# Has any one tried Ultima - Waterless Wash Plus Concentrate?



## Estoril Sport (Oct 12, 2007)

My car has Xpel stone protection film installed and occasionally I clean the car with a rinse free wash. Previously I have used Xpel's own rinse free wash solution which I have been very happy with leaving the panels silky smooth, however they have stopped selling this in the UK and can only get it in the States and the P&P to the UK is as much as the product itself!

I was thinking of using 'Optimum - No Rinse' as an alternative. However I have also seen another product called 'Ultima - Waterless Wash Plus Concentrate'. In colour this looks like at least in the colour as per the Xpel's rinse free wash product.

So has anyone used 'Ultima - Waterless Wash Plus Concentrate'? I know a lot of individuals how have used 'Optimum - No Rinse' have been very happy with it however without comparing the product with other products it hard to know how good it is actually.

I watched the video at 



 comparing 'Optimum - No Rinse' and 'Wolfgang Uber Rinseless Wash' and the 'Wolfgang' product was better!

So it would be good to know your thoughts on using 'Ultima - Waterless Wash Plus Concentrate'! for rinse less washing.

Thanks


----------



## DIESEL DAVE (Jul 26, 2007)

I bought a couple of bottles a few years back on special offer, works well as you`d expect from Ultima but think you`ll have problems finding a UK retailer now.


----------



## Estoril Sport (Oct 12, 2007)

DIESEL DAVE said:


> I bought a couple of bottles a few years back on special offer, works well as you`d expect from Ultima but think you`ll have problems finding a UK retailer now.


"Clean Your Car" is selling it at https://www.cleanyourcar.co.uk/ultima-waterless-wash-plus-concentrate-16-oz


----------



## tosh (Dec 30, 2005)

Yes, been using it a while
Is very good, very similar to ONR Green (wash and wax) but with a more pleasant scent, and can be used as waterless as well (spray and wipe). 

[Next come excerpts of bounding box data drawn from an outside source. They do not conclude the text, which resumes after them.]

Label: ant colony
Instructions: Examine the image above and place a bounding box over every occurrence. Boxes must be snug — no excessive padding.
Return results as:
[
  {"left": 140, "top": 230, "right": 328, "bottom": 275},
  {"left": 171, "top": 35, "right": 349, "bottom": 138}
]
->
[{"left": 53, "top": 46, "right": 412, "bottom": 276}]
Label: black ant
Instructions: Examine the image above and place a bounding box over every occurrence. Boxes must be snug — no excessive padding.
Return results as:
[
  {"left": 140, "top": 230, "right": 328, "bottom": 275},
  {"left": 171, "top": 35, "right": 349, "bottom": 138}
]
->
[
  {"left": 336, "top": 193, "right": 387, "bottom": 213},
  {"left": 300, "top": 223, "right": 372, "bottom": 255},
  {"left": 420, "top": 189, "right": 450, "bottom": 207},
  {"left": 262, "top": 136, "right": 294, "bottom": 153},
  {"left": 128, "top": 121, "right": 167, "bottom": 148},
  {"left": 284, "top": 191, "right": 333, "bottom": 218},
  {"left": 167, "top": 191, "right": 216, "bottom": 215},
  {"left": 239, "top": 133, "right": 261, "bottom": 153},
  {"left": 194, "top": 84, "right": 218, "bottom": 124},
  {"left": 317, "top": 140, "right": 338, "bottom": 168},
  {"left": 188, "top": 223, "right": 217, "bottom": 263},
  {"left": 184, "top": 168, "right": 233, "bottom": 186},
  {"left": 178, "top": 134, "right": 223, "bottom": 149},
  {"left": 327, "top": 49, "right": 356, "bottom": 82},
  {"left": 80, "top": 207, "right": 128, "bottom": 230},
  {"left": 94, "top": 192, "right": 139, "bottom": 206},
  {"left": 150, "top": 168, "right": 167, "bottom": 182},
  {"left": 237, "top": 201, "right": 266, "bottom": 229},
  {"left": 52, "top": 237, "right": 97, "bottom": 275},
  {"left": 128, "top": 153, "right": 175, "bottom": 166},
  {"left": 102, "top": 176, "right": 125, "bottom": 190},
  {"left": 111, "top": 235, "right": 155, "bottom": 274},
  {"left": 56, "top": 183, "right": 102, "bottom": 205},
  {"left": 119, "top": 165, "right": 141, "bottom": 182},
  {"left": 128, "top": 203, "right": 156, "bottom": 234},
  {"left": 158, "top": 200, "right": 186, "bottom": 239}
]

I prefer it to ONR green; works out to about the same price if you take dilution ratio into account. 

If you want a wash and wax type rinseless/waterless product, it’s ideal. 


Sent from my iPhone using Tapatalk Pro


----------



## Ghostrider (Dec 17, 2006)

Yes mate, its very good! Used it a few times and it replaced all of my rinse less/waterless products. Leaves a great finish behind. Will buy it again!


----------



## lowejackson (Feb 23, 2006)

Only limited experience with Ultima but it does seem to be a very nice product. I can see why Tosh prefers it to the ONRWW and he may well be right but I could easily live with either


----------



## tosh (Dec 30, 2005)

I can’t get on with the smell of ONR Green!




Sent from my iPhone using Tapatalk Pro


----------